Tyson, whose pro record of 50-6 with 44 knockouts will not be affected by the exhibitions, has battled financial trouble in recent years. He filed for bankruptcy in 2004 and owes millions to creditors. Although the bout will be televised on pay-per-view, Tyson doesn't expect it to help with his "financial quagmire."
"The money I make here, it won't help pay any bills," said Tyson, who said he could fight up to 100 of these exhibitions, although no others have been finalized. "But I'll feel better about myself. It's very easy to be depressed. I just can't believe I'm still upright, that my words aren't slurred.
"Life is a struggle. I've learned life is very short and I have to stay humble and not get angry. I'm trying to keep cool about life."
Next month's event is also expected to include the boxing return of Paul "The Pittsburgh Kid" Spadafora in a 10-round junior welterweight bout, although Spadafora's handlers haven't signed off yet.
"We're almost there," McPherson said. "We should be there in the next day or two."
Cleveland junior middleweight prospect Juan McPherson (3-0, 2 KOs) will also fight on the card. McPherson, who is not related to the promoter, lost a court fight to gain a spot on the 2004 U.S. Olympic team after he was medically disqualified because of a neck injury.
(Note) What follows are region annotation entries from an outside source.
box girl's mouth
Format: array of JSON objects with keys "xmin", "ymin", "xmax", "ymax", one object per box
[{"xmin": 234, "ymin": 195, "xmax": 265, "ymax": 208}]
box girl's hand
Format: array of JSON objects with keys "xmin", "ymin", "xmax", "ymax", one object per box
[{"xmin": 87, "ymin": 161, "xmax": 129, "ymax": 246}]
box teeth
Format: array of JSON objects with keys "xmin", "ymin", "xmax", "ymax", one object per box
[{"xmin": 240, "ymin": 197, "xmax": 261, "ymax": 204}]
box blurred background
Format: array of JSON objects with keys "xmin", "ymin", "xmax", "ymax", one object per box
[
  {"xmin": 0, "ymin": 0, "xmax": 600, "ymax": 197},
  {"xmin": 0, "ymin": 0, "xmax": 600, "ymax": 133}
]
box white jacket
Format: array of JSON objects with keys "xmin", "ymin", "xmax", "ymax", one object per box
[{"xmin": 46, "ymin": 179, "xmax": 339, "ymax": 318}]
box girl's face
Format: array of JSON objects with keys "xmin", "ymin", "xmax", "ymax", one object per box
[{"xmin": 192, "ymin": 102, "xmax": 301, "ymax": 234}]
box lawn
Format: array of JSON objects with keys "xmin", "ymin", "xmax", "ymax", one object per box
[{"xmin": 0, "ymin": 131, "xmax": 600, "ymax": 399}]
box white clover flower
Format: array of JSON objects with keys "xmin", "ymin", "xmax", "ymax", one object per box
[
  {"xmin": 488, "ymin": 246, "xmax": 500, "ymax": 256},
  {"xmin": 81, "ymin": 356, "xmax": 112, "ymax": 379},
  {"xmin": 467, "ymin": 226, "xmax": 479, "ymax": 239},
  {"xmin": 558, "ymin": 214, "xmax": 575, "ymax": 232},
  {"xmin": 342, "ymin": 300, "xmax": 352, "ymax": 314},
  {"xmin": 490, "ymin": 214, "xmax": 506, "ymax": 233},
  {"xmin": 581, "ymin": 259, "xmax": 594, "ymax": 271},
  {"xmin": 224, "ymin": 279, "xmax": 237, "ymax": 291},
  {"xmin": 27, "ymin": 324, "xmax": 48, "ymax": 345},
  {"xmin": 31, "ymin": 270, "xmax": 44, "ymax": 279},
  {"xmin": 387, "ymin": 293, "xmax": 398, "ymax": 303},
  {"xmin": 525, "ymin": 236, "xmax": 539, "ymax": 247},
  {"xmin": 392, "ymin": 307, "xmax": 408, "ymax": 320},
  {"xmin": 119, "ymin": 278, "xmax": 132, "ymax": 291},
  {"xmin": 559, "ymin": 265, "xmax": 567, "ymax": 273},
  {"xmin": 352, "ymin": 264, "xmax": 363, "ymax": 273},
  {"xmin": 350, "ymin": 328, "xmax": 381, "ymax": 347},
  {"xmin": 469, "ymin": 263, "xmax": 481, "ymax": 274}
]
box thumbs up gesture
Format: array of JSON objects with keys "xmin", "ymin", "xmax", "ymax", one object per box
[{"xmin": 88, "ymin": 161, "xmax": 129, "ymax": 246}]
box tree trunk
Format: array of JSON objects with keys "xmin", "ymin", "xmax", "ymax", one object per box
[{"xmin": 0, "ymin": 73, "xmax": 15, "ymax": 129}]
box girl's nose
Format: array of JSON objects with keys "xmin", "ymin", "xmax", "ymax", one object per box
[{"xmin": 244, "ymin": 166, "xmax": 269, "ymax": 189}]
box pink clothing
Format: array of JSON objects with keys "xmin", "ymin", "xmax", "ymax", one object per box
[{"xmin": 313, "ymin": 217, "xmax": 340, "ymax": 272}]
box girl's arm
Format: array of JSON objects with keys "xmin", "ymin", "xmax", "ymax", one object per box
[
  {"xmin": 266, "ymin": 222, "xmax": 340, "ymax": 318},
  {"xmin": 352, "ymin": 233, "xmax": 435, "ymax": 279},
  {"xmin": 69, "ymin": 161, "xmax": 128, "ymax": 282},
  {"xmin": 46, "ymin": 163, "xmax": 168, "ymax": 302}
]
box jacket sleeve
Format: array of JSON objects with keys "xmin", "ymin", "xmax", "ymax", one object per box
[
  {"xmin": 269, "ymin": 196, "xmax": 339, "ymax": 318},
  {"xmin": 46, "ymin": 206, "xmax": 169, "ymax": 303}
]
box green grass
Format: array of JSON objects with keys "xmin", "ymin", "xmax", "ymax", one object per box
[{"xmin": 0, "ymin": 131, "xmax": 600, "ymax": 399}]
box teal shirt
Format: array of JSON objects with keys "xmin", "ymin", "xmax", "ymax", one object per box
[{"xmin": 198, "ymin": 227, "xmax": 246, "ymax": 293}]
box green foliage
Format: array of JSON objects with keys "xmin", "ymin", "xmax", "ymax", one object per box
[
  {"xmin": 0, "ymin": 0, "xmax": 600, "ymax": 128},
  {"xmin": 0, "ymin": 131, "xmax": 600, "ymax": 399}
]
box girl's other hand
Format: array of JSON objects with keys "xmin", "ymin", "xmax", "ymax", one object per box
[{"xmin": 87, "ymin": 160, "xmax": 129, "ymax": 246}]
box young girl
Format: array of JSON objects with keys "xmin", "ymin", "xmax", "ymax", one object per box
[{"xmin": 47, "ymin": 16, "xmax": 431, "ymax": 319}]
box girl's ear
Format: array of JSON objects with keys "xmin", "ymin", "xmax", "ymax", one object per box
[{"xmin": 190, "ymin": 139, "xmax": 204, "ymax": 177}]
"These are going to be solid fights on the undercard," said Sterling McPherson. "We want to produce solid young fighters."
Regardless of what happens, the focus will still be on Tyson. But those expecting to see the man who once bit off a piece of Evander Holyfield's ear and told an opponent he wanted to "eat his children," are in for a surprise. That man is gone, Tyson said.
"I took myself too damn serious," he said. "I just want to have fun and put on a show."